For decades, China harshly implemented the one-child policy, leading to forced abortions and infanticides across the country. In recent years, however, the policy has been relaxed, and some couples are allowed to have a second child. Others are permitted a second child if they pay a fine.
Despite Thursday's relaxation of the policy, the government will remain heavily involved. Families wishing to have a second child would still need approval, although eventually the commission will seek to shift to a system of registration rather than approval, deputy director Wang Peian said in the statement.
Critics say the policy change comes too late and will not have the desired effect. By around the middle of this century, one in every three Chinese is forecast to be over 60, with a shrinking proportion of working adults to support them.
Wang said the commission expected a labor force aged between 15-59 years to rise by about 30 million by 2050, stabilizing expectations for economic growth.
After taking power in 1949, the Communist government promoted big families but in the late 1970s it introduced the "one-child policy" as a way to keep the population from spiraling out of control.
China's birth rate stands at about 1.6 children per family, according to Lu Jiehua, a professor in Department of Sociology, Institute of Sociology and Anthropology in Peking University.
"If this figure doesn't rise significantly after five years, I think the government will take further steps to cut restrictions on births.

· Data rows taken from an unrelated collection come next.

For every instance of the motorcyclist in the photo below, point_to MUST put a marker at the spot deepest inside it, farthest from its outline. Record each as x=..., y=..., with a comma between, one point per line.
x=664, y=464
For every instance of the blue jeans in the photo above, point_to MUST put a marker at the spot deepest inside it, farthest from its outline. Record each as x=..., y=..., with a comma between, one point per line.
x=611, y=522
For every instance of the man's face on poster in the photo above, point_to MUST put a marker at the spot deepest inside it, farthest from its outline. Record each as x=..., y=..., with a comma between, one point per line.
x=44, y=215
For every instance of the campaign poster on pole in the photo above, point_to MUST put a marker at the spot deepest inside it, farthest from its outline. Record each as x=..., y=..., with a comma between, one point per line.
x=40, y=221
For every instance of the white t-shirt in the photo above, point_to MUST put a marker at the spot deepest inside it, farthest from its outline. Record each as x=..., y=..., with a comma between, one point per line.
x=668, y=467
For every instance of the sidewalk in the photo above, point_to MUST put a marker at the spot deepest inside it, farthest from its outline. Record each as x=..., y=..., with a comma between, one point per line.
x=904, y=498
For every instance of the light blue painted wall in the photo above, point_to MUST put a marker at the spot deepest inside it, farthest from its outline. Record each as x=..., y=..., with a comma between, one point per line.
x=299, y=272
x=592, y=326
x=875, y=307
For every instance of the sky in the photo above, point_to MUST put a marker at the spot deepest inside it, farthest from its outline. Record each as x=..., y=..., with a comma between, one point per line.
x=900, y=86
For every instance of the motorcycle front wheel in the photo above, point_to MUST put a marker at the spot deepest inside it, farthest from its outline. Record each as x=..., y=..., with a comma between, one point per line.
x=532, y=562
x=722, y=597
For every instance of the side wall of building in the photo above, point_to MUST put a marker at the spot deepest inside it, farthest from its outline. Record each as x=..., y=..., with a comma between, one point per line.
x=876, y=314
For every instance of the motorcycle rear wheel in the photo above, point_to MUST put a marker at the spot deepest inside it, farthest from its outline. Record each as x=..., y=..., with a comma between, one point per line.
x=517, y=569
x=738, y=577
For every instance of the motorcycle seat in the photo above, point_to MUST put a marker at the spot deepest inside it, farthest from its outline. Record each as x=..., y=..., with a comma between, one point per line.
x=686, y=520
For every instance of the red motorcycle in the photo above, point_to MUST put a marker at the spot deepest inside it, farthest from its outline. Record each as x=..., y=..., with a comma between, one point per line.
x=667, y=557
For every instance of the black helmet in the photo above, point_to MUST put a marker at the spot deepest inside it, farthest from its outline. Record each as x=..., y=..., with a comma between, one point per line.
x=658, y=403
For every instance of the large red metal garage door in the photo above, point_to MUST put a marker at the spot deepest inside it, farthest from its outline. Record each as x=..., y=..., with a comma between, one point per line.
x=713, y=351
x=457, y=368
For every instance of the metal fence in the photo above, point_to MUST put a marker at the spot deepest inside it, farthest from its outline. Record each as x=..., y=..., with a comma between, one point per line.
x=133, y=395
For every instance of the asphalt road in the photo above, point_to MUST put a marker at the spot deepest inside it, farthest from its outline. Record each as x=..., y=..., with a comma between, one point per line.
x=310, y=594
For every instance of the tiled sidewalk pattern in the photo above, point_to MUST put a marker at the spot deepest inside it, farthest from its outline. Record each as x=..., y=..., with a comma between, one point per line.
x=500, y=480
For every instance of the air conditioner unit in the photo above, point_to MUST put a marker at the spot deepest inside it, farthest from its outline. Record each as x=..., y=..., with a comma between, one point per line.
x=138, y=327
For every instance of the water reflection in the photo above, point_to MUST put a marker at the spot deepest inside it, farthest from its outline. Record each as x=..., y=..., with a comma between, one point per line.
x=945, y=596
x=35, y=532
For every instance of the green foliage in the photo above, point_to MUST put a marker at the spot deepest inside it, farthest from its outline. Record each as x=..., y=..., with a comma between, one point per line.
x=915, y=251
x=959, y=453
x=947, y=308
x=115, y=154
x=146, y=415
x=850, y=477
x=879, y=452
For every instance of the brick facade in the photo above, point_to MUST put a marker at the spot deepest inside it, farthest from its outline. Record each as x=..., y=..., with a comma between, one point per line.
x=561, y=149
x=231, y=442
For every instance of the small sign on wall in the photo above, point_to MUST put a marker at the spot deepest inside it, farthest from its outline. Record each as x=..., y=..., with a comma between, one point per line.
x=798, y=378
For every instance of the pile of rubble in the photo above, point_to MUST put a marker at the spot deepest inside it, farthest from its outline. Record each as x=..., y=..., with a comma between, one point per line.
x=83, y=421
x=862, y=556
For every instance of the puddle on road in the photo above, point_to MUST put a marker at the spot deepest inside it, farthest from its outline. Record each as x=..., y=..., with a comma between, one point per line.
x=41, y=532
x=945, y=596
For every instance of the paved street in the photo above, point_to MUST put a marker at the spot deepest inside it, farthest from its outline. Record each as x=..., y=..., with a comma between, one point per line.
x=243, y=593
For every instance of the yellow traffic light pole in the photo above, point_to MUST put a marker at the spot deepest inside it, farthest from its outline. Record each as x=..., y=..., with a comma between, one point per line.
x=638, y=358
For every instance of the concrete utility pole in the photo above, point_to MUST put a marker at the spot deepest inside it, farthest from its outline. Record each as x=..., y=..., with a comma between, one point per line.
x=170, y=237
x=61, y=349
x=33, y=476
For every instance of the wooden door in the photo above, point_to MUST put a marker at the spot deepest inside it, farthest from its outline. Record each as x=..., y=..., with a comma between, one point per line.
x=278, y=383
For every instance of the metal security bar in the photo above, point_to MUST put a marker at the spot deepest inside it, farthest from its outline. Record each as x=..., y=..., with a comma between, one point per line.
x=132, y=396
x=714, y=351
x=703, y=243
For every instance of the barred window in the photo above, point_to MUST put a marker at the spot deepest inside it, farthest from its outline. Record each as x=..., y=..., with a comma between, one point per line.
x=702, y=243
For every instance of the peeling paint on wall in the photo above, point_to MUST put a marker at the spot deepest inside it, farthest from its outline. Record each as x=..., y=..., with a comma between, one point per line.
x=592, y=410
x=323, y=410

Ideally the rate should be 2.1, which can boost the economy and social development best," said Lu.
With a modest rise in the fertility rate to 1.74, Zhou Hao, senior Asia emerging markets economist at Commerzbank AG, said the ratio of people over 65 years old to those aged 15-64 would climb to 43 percent by 2050 from 13 percent this year.
"In fact, under any projection, China's old-age dependency ratio will pick up sharply, which means that the relaxation of population policy will only smooth the slope of old-age dependency ratio over time," he wrote in a note.
Still, Credit Suisse saw business opportunities in any increase in births. The policy relaxation would result in three million to six million additional babies per year, or a boost of 17-33 percent from the current 16.5 million newborns per year, it said in a separate note.
Assuming the cost of raising a child to be about 40,000 yuan a year, the additional consumption would amount to 120 billion to 240 billion yuan a year from the end of 2017, or 4-6 percent of total retail sales, it estimated.
Investors were quick to trade on the news, pushing up shares of toy makers and other childcare-related stocks in Shanghai and Hong Kong.
Shares of baby stroller maker Goodbaby International Holdings Ltd and diaper maker Hengan International rose more than 5 percent and 2 percent respectively. Instant formula makers also gained, with Beingmate Baby & Child Food Co rising by the daily limit of 10 percent.
Beijing loosened the family planning policy in late 2013, allowing couples to have a second child where one partner was an only child, but as of June, only 1.5 million of the 11 million eligible couples applied to expand their family, said the paper.
Yuan Xin, a scientist at Nankai University in Tianjin, was quoted by the China Daily newspaper as saying the latest change will have a greater impact on rural families who are more interested than city dwellers in having larger families.